EU dashes hopes of Gulf academic exchanges

二月 19, 1999

An academic co-operation project linking Arab and European universities is facing collapse after EU ministers refused to agree its E432,000 (Pounds 300,000) budget.

Gerd Nonneman, senior lecturer in international relations and Middle East politics at the University of Lancaster, has been pressing the European Commission not to drop the scheme and wants it to ask the Council of Ministers for cash again late this year.

He has been head of an EU working party that since 1996 had developed the project into a viable plan, involving visiting lecturers, fellows-in residence, postgraduate prizes and seminars.

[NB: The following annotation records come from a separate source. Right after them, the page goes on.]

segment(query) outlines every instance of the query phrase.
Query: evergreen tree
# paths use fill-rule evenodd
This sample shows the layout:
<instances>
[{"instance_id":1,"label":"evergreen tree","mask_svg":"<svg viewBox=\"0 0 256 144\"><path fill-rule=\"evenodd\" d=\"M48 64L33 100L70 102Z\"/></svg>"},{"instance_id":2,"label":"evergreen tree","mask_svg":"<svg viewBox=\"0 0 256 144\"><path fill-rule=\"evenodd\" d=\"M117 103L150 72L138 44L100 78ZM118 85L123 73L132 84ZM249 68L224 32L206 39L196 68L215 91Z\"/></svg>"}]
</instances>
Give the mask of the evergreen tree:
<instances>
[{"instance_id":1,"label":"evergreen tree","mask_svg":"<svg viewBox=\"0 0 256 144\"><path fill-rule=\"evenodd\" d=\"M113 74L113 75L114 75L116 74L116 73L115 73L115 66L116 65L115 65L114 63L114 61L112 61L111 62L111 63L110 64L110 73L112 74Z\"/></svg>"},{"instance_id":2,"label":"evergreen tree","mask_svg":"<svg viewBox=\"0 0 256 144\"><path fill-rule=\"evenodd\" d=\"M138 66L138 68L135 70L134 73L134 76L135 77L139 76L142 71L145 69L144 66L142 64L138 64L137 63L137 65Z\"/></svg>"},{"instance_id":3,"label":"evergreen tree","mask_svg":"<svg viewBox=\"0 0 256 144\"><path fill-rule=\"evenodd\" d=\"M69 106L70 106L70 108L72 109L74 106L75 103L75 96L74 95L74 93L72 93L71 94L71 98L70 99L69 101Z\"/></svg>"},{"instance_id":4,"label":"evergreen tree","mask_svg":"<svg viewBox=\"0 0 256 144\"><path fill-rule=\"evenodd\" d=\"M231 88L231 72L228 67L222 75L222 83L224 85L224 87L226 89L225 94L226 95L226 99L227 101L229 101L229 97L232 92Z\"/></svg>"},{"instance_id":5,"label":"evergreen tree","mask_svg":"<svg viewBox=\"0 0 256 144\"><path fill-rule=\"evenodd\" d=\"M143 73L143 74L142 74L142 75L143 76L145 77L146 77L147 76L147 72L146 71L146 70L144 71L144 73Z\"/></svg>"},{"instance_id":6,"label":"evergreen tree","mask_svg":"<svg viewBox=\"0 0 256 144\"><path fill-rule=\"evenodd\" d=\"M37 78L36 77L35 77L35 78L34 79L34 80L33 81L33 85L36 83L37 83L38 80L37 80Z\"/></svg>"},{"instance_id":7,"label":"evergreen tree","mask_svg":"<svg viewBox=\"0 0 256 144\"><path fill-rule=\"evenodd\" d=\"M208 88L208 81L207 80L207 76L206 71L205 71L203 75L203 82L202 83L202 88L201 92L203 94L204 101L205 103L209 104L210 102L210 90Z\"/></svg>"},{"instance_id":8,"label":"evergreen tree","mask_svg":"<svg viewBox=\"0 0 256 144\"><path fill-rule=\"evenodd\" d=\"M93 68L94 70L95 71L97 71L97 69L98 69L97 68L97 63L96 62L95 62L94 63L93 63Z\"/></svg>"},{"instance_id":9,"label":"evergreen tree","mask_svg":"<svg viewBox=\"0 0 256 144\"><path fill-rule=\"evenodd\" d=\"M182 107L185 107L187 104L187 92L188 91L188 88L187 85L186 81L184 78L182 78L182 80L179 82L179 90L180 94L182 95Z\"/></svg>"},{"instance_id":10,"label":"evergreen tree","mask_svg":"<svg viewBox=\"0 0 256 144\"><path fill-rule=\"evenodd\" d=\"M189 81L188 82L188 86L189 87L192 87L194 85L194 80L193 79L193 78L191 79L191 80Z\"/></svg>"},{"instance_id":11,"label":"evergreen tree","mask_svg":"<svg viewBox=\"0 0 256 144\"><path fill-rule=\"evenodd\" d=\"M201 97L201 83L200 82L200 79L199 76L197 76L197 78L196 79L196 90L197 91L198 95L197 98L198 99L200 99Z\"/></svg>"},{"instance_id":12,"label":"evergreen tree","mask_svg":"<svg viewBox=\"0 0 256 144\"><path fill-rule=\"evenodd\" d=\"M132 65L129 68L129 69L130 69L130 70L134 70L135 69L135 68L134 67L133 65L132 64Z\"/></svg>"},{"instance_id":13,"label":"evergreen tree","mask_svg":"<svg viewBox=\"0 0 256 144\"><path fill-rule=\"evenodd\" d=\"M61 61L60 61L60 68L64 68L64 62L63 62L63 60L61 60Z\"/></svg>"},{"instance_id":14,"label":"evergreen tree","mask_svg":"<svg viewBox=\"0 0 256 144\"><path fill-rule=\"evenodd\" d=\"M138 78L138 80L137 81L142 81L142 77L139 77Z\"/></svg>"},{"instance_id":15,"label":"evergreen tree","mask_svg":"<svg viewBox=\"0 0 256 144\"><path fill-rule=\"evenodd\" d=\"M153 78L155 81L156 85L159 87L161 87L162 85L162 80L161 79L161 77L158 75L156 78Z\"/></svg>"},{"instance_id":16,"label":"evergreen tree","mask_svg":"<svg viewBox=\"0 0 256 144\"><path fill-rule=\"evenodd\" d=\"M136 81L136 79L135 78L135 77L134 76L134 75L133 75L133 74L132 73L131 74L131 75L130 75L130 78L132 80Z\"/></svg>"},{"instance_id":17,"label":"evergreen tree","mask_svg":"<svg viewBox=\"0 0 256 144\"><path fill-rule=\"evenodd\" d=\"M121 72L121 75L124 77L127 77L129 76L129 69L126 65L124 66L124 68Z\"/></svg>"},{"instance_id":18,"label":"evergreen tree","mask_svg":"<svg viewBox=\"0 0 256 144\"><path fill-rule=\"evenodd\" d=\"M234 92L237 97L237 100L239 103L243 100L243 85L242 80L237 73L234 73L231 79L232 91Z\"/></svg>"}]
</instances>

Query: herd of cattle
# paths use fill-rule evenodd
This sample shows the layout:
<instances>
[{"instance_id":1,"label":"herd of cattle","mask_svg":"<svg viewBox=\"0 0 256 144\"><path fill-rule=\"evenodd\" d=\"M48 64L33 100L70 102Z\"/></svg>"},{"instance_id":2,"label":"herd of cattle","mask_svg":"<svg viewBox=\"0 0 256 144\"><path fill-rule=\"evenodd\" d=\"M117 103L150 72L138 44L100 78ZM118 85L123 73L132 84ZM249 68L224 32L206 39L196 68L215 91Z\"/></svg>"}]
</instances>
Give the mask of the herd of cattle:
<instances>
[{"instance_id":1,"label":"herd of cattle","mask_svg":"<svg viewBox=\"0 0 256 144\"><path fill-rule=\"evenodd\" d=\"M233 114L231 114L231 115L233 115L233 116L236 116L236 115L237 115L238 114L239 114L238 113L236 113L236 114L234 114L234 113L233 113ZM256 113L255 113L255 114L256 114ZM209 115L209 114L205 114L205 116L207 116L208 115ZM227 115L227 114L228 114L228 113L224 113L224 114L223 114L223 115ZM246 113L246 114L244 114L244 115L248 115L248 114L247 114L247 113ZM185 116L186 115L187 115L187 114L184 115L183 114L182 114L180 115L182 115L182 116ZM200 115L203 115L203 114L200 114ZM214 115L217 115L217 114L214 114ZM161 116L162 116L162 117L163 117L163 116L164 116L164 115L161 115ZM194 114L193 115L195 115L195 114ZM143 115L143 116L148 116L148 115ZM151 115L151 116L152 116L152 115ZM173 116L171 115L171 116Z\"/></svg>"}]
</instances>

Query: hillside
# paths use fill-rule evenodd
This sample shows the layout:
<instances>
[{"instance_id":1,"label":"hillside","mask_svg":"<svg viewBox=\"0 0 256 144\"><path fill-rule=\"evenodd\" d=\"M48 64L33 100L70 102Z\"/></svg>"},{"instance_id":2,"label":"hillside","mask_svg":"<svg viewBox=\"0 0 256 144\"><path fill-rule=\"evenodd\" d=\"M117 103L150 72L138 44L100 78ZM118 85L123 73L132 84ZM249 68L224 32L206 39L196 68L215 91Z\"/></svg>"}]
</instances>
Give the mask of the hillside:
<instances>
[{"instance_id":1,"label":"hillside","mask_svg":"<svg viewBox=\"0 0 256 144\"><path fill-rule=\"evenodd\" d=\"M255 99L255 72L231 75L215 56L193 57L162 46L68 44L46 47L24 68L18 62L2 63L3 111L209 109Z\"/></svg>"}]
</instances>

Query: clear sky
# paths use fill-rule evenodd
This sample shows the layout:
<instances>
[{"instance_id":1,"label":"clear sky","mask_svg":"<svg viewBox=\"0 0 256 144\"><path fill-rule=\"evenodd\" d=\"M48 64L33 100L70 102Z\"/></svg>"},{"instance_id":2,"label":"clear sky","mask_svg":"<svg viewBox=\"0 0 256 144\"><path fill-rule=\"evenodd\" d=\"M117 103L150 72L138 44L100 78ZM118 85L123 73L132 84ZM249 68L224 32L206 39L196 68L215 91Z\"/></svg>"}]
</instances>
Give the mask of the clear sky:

Preparations for the launch of a two-year pilot were so far advanced that Qatar University had agreed to stage its opening event: a seminar this April involving more than 30 academics from Europe and the Gulf, who were to plan future collaborations as well as swapping papers.

But only weeks after the project had been given official approval at a joint meeting of the EU and the Gulf Cooperation Council, funding was refused by Parliament. Hopes that the budget might be reinstated by the Council of Ministers were dashed.

"It was embarrassing that we had to say 'sorry, we won't get the money after all'," said Dr Nonneman, executive director of the British Society for Middle Eastern Studies.

The idea was that EU money should fund European studies lectures in the Gulf, while Gulf state money would pay for Arab studies in the European Union. The Gulf Cooperation Council has not yet agreed to the cash although universities were geared to help.